ぜんぶ うそ
「なるほど。 それは、許せぬ戯言だな」
子どもの口が大きく開いて、何かを言う前に、かがんで息も絶え絶えな男をおこして背に負った。
「あとは任せろ。おれたちがこやつらを天宮までしっかり連れ立てて、天帝にじかにお裁きいただこう。将軍様のお手をわずらわすこともない」
これに笑った絵師も、子どもを守っていた境をたやすく壊し、さあゆこう、と中にいた二人によびかけた。
「とうさん!」
はじかれたように子どもが坊主に負われた男に駆け寄る。
とうさん、とうさん、と叫び、血まみれの父親へとその腕を伸ばしたとき、ばしん!とそれが払われた。
「・・・・・と、う・・・」
寄ろうとした父親にはらわれたこどもは、よろけるようにあとずさる。
「・・・や、・・めろ」
ぜえぜえと継がれる息の間、父と呼ばれる男は、どうにかはっきりと音にした。
「もお、・・・もう、いいん、だ・・。おれ、たちの、・・いんちき・・な、行いは・・これから、ミカドのまえ、で・・裁かれる・・んだ」
「・・とおさん?なに、言って」
「だからっ!」
大きな声のあと、ごふりと噴き出した血にむせるが、やはり、腕をのばし、子どもを近づかせようとしない。

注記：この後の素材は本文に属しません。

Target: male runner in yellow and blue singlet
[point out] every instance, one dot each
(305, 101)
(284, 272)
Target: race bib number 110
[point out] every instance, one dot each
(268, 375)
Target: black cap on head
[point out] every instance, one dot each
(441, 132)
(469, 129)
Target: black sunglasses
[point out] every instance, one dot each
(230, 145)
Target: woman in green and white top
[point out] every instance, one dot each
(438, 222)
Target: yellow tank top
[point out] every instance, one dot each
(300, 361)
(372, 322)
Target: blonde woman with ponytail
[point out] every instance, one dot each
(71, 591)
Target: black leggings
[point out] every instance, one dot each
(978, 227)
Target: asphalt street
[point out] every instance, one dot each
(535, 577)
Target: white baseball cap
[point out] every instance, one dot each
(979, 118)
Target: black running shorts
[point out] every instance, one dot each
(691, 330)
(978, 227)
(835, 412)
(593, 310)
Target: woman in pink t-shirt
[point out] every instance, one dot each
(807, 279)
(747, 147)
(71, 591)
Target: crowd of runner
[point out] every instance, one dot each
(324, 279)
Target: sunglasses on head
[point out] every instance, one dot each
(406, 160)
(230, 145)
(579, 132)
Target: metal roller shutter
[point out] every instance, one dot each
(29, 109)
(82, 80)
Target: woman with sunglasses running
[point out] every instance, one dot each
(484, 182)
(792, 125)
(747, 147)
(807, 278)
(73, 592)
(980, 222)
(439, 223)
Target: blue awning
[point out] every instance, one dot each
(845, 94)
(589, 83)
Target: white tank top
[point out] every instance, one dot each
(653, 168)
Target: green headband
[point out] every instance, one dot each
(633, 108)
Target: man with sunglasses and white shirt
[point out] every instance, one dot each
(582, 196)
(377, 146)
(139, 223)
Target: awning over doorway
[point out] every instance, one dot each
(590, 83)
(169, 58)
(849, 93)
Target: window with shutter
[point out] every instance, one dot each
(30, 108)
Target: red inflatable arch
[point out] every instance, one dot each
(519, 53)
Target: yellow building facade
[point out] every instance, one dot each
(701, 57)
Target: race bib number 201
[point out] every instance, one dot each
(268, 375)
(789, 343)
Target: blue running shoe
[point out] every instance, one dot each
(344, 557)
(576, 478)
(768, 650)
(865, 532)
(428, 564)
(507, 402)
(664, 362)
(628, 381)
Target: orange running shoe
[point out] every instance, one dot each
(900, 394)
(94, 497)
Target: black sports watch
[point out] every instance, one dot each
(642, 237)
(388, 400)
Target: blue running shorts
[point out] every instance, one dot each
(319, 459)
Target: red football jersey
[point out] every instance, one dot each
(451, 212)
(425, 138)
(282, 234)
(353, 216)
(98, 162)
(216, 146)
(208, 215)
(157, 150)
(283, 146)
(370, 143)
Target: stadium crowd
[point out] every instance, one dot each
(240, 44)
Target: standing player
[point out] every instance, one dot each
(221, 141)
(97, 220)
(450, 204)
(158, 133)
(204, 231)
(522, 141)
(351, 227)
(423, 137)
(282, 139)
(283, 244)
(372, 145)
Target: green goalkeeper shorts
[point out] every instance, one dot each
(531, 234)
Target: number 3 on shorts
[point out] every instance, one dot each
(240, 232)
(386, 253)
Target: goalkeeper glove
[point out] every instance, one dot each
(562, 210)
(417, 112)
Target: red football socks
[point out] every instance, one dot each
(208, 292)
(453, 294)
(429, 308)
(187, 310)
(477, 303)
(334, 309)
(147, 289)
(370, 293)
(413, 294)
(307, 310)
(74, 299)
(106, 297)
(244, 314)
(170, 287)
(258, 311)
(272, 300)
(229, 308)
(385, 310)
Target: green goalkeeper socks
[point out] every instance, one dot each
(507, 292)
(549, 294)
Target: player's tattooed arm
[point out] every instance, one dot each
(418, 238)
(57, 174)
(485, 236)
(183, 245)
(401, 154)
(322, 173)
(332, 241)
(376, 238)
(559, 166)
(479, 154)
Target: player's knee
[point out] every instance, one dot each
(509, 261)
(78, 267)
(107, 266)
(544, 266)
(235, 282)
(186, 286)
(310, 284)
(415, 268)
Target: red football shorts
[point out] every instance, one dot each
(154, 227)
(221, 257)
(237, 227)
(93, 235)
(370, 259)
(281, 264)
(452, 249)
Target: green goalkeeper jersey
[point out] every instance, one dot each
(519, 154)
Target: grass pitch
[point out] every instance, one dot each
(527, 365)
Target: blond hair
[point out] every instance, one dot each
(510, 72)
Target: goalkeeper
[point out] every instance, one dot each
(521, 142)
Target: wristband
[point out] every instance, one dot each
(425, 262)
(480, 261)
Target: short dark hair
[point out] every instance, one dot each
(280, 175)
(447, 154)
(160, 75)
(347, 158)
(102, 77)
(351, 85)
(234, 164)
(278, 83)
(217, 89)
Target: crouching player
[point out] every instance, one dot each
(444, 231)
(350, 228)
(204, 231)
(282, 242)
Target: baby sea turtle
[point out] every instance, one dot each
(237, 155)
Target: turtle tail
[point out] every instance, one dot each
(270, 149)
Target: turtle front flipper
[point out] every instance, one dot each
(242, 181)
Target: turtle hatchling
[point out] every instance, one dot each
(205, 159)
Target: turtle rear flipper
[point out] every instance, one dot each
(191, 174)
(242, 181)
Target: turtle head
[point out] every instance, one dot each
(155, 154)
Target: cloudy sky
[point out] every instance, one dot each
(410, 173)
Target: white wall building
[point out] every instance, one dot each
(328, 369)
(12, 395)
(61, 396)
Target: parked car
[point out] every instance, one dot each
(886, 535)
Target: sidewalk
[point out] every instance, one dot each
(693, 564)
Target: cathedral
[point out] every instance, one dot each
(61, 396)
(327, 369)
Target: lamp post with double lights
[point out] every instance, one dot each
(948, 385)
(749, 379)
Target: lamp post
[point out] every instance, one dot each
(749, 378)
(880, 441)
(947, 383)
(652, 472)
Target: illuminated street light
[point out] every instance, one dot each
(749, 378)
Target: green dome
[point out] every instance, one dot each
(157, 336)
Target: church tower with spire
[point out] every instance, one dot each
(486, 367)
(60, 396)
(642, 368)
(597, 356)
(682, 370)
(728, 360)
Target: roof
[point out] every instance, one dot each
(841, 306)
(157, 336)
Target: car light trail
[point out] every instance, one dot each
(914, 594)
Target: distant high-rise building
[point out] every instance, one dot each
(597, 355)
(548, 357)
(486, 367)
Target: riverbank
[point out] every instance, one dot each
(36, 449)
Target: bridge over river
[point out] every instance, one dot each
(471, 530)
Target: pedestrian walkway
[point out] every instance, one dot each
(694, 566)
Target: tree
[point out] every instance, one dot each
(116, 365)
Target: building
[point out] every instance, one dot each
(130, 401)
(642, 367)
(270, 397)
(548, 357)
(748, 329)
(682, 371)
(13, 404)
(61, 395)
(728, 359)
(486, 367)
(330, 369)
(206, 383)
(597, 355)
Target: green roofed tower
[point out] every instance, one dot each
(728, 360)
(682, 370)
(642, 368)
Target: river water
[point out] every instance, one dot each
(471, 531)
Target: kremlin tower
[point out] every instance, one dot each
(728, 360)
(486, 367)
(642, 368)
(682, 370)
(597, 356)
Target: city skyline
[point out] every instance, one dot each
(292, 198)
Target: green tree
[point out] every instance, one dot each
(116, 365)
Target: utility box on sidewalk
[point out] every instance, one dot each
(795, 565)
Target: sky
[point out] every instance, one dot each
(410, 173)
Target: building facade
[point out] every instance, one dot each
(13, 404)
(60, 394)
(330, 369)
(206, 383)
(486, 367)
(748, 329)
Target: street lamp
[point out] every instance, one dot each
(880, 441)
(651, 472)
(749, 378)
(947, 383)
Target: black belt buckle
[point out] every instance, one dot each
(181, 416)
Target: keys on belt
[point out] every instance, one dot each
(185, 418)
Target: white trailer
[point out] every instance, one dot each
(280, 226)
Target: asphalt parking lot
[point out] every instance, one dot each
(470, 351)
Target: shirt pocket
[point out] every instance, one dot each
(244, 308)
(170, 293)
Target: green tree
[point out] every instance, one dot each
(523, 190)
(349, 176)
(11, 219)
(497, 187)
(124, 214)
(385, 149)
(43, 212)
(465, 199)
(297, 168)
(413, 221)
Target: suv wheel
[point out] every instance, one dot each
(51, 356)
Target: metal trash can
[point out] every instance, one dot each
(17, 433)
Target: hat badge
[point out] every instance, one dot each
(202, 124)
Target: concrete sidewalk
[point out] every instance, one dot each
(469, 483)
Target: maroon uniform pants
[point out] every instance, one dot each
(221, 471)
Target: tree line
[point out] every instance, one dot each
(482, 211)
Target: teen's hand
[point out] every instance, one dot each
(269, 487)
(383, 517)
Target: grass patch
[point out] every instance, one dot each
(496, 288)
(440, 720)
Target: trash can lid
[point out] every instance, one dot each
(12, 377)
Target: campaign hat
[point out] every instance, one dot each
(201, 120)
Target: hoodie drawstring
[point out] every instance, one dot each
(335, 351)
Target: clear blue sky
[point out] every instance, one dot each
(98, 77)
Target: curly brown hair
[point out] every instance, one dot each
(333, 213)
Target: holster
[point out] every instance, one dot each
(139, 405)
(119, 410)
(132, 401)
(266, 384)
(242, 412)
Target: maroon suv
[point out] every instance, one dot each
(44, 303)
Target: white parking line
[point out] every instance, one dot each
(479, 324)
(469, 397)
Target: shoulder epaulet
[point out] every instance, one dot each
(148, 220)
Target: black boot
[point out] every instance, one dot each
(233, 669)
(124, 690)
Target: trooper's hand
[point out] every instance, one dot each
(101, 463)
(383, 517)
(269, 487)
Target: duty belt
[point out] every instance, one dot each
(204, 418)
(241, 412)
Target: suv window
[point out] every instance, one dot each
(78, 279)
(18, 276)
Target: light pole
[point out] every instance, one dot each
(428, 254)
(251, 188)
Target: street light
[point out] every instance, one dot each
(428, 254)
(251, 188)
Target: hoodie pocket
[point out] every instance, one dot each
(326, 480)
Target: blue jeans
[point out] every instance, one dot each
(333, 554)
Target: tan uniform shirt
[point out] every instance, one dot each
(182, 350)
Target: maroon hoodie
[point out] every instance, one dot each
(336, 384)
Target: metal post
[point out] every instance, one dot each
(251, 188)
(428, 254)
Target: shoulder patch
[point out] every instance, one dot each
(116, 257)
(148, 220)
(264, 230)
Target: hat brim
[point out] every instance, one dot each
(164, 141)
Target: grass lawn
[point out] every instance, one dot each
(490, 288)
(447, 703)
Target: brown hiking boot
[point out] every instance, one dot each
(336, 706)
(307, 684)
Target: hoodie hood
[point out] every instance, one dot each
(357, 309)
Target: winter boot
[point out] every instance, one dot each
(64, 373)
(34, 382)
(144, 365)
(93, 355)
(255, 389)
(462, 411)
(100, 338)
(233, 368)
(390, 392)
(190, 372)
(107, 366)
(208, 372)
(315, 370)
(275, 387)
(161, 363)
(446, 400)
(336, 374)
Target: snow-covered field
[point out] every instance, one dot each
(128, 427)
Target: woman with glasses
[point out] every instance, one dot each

「― だ、から・・・・おまえは・・・・もう、― やるな 」
「とお・・さ」
「みた、で、しょう?」
坊主の背中、半死の男は笑おうとしているようだ。
「おれの、子どもです、が・・、こいつ・・は、結果、張る、力さえ、ね・・んです。おれ、が、・・力で、けが人や、病人、・・なおしてた、んだ・・。でも・・・ガキが、やるほうが、ありがたみが、ある・・・」
だから、と男が震える手をのばし、子どもへ指先をのばす。
「こいつ・・なん、も、できねえん、です・・・ぜーんぶ、おれが、やってた。・・それだって、ぜ、んぶ、幻術だ・・・ぜーんぶ、うそ、だ」
セイテツには、男が微笑むのがみえた。